La question du jour :

Levée des restrictions : faut-il maintenir le calendrier ?




Levée des restrictions : faut-il maintenir le calendrier ?
Le porte-parole du gouvernement Gabriel Attal le 26 janvier 2022.

publié le jeudi 27 janvier 2022 à 07h00

Malgré la flambée des cas de Covid-19, l'exécutif n'envisage pas de revenir sur le calendrier de levée des restrictions. "L'épidémie a changé de visage et les scientifiques nous disent que notre hôpital devrait tenir", assure Gabriel Attal. 

"Nous tenons le cap". Malgré la flambée des cas de Covid-19, plus de 500.000 nouvelles contaminations enregistrées mardi 25 janvier, le porte-parole du gouvernement Gabriel Attal a assuré mercredi 26 janvier que le gouvernement "tient son calendrier" sur la prochaine levée des restrictions. A partir du 2 février, le port du masque ne sera plus exigé en extérieur, les jauges seront supprimées dans les établissements recevant du public assis avec port du masque et le télétravail ne sera plus obligatoire mais recommandé, avant la réouverture des boîtes de nuit le 16 février.

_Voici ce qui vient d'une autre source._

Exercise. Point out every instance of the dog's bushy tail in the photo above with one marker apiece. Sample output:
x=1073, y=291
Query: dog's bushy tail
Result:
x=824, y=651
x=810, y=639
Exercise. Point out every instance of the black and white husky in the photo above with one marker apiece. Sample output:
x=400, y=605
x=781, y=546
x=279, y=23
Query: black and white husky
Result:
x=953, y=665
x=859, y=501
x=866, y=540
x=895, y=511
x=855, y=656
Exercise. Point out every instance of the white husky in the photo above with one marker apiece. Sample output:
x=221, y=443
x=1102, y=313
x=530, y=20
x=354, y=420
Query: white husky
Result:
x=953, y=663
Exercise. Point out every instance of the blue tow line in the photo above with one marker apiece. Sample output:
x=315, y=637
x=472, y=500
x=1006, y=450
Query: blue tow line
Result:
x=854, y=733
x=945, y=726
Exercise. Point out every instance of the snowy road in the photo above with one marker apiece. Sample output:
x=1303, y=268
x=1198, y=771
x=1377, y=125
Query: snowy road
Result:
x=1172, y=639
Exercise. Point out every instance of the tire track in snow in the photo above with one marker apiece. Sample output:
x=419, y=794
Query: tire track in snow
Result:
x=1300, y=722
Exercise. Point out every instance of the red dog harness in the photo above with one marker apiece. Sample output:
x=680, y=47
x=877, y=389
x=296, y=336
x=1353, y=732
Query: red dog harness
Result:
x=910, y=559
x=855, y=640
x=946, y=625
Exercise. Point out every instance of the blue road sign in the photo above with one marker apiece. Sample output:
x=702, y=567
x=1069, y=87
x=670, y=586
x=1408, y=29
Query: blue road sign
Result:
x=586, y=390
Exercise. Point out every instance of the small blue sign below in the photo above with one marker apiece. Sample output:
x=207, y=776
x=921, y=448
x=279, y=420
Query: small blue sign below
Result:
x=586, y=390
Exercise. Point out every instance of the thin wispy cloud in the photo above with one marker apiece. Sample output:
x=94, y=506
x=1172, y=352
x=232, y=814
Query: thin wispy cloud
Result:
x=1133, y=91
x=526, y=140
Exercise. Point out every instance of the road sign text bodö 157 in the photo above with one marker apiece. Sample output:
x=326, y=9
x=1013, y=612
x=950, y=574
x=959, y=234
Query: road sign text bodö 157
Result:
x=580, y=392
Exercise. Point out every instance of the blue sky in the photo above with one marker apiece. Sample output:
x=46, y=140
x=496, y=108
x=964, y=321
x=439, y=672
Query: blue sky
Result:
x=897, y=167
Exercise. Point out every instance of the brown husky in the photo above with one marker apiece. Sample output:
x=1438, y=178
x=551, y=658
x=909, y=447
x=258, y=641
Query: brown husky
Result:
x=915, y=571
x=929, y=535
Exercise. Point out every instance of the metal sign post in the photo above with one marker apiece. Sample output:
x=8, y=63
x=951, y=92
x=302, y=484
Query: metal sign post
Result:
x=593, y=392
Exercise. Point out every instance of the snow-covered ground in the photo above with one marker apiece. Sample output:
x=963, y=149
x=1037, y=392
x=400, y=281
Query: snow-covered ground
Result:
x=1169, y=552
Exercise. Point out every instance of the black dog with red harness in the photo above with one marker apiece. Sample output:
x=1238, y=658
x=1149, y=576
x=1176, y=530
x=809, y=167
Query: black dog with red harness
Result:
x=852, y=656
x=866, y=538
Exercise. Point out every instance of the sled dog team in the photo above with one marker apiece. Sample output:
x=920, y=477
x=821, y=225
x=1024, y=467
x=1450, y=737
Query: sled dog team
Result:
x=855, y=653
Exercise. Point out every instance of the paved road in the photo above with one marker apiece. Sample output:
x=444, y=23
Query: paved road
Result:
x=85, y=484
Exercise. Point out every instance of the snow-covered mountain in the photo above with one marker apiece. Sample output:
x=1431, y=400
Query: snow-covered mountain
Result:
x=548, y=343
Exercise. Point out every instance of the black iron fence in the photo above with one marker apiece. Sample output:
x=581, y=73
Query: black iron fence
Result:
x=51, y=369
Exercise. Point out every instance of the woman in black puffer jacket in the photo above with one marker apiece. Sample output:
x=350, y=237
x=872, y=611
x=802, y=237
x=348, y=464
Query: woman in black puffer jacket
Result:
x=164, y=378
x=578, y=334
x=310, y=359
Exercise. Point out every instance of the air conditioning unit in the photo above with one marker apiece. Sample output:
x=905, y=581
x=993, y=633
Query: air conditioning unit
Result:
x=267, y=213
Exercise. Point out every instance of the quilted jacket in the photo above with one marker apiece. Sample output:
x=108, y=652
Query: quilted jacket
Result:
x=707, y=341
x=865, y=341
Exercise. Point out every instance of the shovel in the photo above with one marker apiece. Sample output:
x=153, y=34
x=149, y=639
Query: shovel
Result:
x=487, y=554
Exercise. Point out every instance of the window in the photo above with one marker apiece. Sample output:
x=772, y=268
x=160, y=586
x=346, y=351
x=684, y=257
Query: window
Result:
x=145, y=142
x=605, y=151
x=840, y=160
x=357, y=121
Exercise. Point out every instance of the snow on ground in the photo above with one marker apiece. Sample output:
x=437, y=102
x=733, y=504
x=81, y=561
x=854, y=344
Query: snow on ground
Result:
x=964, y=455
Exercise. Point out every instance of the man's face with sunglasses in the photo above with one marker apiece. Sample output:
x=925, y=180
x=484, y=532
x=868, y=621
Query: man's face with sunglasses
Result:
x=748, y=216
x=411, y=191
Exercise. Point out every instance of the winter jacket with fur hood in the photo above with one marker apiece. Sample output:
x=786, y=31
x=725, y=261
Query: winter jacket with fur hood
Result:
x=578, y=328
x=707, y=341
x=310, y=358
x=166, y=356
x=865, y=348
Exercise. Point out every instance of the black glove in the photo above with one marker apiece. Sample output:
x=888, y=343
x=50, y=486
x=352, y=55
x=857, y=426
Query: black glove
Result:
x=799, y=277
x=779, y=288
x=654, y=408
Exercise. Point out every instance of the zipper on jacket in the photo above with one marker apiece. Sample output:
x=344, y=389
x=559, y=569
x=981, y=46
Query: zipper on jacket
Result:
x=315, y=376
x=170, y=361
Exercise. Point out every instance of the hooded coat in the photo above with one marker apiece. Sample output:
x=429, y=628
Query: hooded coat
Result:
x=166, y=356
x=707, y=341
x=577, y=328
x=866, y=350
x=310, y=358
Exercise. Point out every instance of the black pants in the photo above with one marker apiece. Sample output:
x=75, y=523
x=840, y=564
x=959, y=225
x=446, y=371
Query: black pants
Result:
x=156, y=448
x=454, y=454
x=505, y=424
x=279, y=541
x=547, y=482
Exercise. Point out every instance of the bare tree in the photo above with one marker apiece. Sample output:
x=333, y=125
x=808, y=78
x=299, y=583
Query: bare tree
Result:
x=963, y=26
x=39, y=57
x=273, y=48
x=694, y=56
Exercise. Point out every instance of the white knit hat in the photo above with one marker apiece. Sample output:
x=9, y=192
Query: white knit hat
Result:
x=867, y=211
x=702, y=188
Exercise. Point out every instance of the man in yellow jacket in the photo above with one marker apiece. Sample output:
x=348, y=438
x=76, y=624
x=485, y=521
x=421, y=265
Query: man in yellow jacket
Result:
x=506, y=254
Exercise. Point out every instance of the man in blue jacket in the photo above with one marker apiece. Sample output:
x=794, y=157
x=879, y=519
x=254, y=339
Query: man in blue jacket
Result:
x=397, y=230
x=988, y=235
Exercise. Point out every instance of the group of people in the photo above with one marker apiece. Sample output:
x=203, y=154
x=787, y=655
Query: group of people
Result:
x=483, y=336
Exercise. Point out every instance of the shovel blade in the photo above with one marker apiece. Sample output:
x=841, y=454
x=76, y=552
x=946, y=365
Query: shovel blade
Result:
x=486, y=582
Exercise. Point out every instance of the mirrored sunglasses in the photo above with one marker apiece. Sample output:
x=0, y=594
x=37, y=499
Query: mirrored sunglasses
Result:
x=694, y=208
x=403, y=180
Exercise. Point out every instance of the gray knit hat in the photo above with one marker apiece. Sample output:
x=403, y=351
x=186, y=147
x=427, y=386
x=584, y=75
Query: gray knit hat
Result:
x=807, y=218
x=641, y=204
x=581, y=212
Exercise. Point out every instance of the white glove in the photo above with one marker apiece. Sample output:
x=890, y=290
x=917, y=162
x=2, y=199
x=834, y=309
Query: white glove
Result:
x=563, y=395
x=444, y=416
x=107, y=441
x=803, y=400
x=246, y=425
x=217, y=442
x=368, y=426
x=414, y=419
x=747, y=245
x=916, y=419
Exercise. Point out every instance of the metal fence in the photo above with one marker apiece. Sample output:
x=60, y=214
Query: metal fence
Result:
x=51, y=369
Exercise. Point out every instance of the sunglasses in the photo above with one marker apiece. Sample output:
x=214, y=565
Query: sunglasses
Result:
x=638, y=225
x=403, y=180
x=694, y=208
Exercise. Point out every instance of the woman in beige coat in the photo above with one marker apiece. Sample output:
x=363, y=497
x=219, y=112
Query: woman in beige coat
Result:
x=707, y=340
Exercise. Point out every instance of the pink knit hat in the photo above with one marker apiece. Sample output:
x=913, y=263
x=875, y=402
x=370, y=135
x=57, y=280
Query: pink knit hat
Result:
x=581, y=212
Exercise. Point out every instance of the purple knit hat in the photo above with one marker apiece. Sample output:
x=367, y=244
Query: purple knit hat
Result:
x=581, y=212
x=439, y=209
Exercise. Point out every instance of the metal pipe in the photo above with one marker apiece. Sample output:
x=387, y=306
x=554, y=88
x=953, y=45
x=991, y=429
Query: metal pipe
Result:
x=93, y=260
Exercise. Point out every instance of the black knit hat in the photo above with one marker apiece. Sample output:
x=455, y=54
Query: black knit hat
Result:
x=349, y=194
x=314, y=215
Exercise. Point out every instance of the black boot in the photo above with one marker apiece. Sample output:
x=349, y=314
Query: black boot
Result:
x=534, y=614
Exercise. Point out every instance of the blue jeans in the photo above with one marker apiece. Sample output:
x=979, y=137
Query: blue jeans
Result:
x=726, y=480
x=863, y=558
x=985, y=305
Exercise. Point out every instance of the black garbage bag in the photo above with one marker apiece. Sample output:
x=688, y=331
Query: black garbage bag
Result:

"Aujourd'hui l'épidémie a changé de nature. Nous avons connu deux vagues superposées ces dernières semaines. Nous sommes en train de vaincre la vague Delta, qui continue son très net reflux et qui ne représente plus que 2% des contaminations", a affirmé le porte


-parole à l'issue du Conseil des ministres, notant ainsi "une baisse de pression" sur les services hospitaliers, "lente mais continue et rassurante". 



"Omicron continue à gagner du terrain et nous ne sommes pas encore au pic" de cette vague, a-t-il toutefois ajouté, alors que que le taux d'incidence dépasse les 2.000 cas dans tous les départements de métropole, et que 360.000 cas en moyenne par jour sont enregistrés en France.  Gabriel Attal a cependant noté une "proportion de formes graves bien plus faible qu'avant".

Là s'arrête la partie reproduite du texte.